The new concerns over Greece's debt problem and the political crisis in Portugal have MoneyShow's Jim Jubak assessing the chances of another round of Euro debt crisis.

Is the Euro debt crisis moving back toward crisis again?  Well you’ve got a choice. You can say, oh there are problems in Portugal and Greece but, hey, those are small countries on the periphery of the Eurozone and they really don’t count. Or you can say, oh my goodness Portugal and Greece, yes they are indeed small countries but they’re kind of canaries in the mine shaft, there are signals that you were looking at problems coming down the road for Italy and Spain, and those countries would really count. 

So here’s what’s happened, we’ve had a major political crisis about austerity in Portugal.  We’ve had the resignation of the finance minister and then the minister for foreign affairs, which has brought the government in to an area of crisis.  Especially important was the resignation of the minister for foreign affairs because he’s the head of the junior party in the coalition government.  If they decided not just to resign but actually to withdraw support from the government, the government falls, the prime minister would have to hold elections about two years early, and it’s not clear that any new government coming in would be as committed to austerity as the current government. 

The problem with austerity of course is that you’ve got 18% unemployment in Portugal, no sign that the economy is really bottoming, and with this political crisis the yield on 10-year Portuguese bonds jumped from 6.5% on July 1, to 8% on July 3.  That’s not sustainable, that’s not something that the market is going to allow Portugal to get away with. It’s not something that the government can balance its budget on. It’s not something, most importantly, that Portugal can then go back into the public markets in 2014, which is the plan. 

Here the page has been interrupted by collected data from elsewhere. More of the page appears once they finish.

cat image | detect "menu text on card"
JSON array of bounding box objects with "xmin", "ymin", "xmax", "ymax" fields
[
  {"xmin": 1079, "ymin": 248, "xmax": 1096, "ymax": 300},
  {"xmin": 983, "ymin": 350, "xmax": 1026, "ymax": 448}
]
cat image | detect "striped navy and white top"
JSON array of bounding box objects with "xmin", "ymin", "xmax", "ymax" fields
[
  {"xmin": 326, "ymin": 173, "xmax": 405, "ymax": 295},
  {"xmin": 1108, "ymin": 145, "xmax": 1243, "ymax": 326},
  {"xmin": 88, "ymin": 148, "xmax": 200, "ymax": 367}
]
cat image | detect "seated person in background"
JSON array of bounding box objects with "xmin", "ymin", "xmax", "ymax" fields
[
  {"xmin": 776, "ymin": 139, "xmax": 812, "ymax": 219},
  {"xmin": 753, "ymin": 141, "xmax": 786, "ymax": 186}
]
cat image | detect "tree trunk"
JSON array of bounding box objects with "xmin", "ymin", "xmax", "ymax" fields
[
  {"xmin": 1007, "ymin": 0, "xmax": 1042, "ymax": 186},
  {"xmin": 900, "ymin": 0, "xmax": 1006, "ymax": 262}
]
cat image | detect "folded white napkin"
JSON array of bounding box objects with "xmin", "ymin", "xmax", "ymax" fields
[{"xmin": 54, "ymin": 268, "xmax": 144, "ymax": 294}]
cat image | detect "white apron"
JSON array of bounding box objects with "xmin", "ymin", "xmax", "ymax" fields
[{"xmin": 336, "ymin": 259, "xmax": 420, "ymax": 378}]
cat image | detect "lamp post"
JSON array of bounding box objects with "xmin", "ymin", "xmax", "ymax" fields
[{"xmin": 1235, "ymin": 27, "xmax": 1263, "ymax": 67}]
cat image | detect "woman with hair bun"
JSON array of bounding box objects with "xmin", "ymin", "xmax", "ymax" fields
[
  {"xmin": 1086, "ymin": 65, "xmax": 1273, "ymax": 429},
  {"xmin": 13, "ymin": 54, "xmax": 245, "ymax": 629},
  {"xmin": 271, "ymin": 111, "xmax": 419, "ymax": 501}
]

Something’s got to give. Either there has to be more confidence, rates have to come down, the ECB has to say something bringing rates down, or indeed we’re moving toward a situation where Portugal is going to create a crisis that would then just seep over the border into Spain and Italy.  In the short-term at least the drop in Portuguese stocks on the 3rd was about 5.2%, the German DAX went down only 1%, the French Index about 1.1%, so at the moment there’s a sense that Portugal doesn’t count. 

You switch to the other end of the Eurozone to Greece where we’ve got the Troika, and that’s the European Central Bank, the International Monetary Fund, and the European Commission, these are the guys who go in and say oh Greece is up to plan so therefore we will release their money, or they say Greece is not up to plan so they’re not going to get the next tranche of their bailout money.  Right now they’re saying oh Greece is not following through on plan, it hasn’t fired as many government workers, it hasn’t privatized as quickly as possible, and we’re not going to give it all its money. 

This is exactly what people were expecting that Greece would not be able to meet their commitments.  Again, it’s just Greece so we’re not worried about that, but we’re seeing the same problems in France and Italy where promises of reform are not coming true, not being delivered as promised, not on the scheduled promised, and in the case of France you’re getting incredible pushback in fact from the French Government against the European Commission, where the European Commission gave France another two years to meet it’s deadline of getting it’s budget deficit down to 3% of GDP, and said, this is bad politics on the part of Brussels, said oh and the French have to do XYZ. 

The French basically have said you know we’re a sovereign country we don’t care what you say, and in fact if you dare tell us we’re going to thumb our little _____ noses at you, so you’ve got a crisis there, but it’s the whole thing together looks like a replay of what this has always been, which is a political crisis as governments find it impossible to impose this amount of austerity on their populations for as long as this crisis requires.  We’ve got austerity fatigue and what comes next is really a good question as the summer sort of heats up as we head toward German elections in September.